We come to our 5th and last yama of yoga philosophy. Aparigraha is generally understood to mean an absence of greed. A literal translation of the word aparigraha is "not grasping all around," so some scholars think that non-attachment is a closer to the original intent.
We've just come off our top season of getting more stuff. While many complain about the consumer-nature of the holidays, few of us are immune to the expectations of giving and receiving gifts, the indulgences of parties and the general frenzy of shopping, decorating, entertaining and the like. It's the perfect backdrop to the discussion of greed or non-attachment, whichever! How attached are we to things - having them, getting them, giving them, dreaming about them. Can we take a moment to discover what it is we really need? When we get something we're sure we needed, are we satisfied? Or are we soon "needing" something else? Sometimes surrounding ourselves with stuff only barely hides a deeper, truer need.
Non-attachment and simplicity are ideas that go beyond physical stuff, however. We can be very attached and cling to ideas that hinder our peace of mind and connection to others. Religious, political and ethical beliefs can be isolating or all-consuming. Ideas about our health, our personalities, who we are or should be can be stifling. We tend to crave continuity - we want things to be the same and familiar and safe - and most of us are very attached to the things that keep our worldview in this way.

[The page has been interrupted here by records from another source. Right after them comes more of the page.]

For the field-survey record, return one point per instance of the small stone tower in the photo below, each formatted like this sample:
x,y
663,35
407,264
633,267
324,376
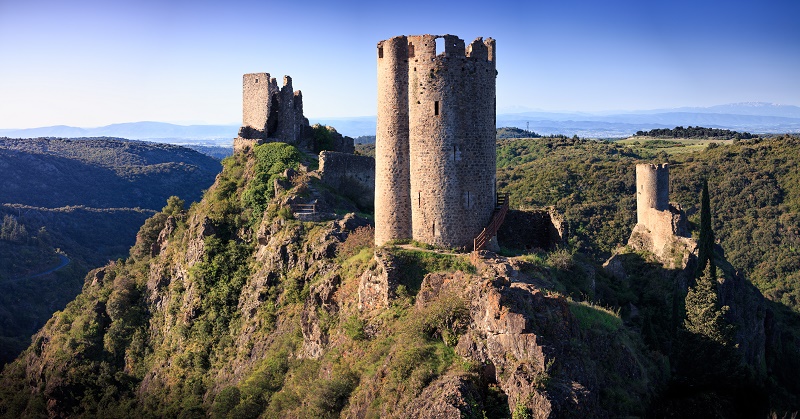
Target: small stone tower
x,y
435,147
269,112
660,225
652,190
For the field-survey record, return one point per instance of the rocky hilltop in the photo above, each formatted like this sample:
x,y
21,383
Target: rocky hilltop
x,y
80,201
235,307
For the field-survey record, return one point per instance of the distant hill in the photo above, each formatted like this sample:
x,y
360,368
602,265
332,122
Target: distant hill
x,y
750,117
153,131
87,197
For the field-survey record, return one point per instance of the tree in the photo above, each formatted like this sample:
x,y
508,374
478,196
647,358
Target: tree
x,y
174,206
704,316
705,244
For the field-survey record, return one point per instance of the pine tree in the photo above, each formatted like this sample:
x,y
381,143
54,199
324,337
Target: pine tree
x,y
704,316
705,245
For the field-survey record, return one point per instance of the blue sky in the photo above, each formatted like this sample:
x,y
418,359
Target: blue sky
x,y
92,63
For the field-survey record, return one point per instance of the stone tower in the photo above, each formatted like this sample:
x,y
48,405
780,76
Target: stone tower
x,y
259,102
435,145
272,113
652,191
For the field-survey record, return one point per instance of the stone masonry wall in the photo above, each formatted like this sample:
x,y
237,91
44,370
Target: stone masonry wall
x,y
351,175
259,92
652,190
392,177
273,114
658,220
451,139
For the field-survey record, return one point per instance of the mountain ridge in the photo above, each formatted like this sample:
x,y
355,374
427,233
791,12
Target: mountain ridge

But the flow of life is a FLOW! Movement. Change. Yoga asks us to be part of this flow of life, every moment as it arises. It is much easier to greet a new moment when we are not attached and clinging to a previous one. It is fine to have stuff, to have ideas and beliefs. Aparigraha asks us to not be dependent on these things, to not be controlled by them. We are asked to know ourselves, be true to ourselves and know what we really need. This often leads to a greater simplicity in life all by itself. Greater simplicity often leads to more freedom and peace, and a sense of gratitude and fulfillment.
What might you consider letting go of this year? What would it mean to be free of something that hangs heavy on your heart? What would you have room for in your life if you emptied out one thing, one thought, one habit?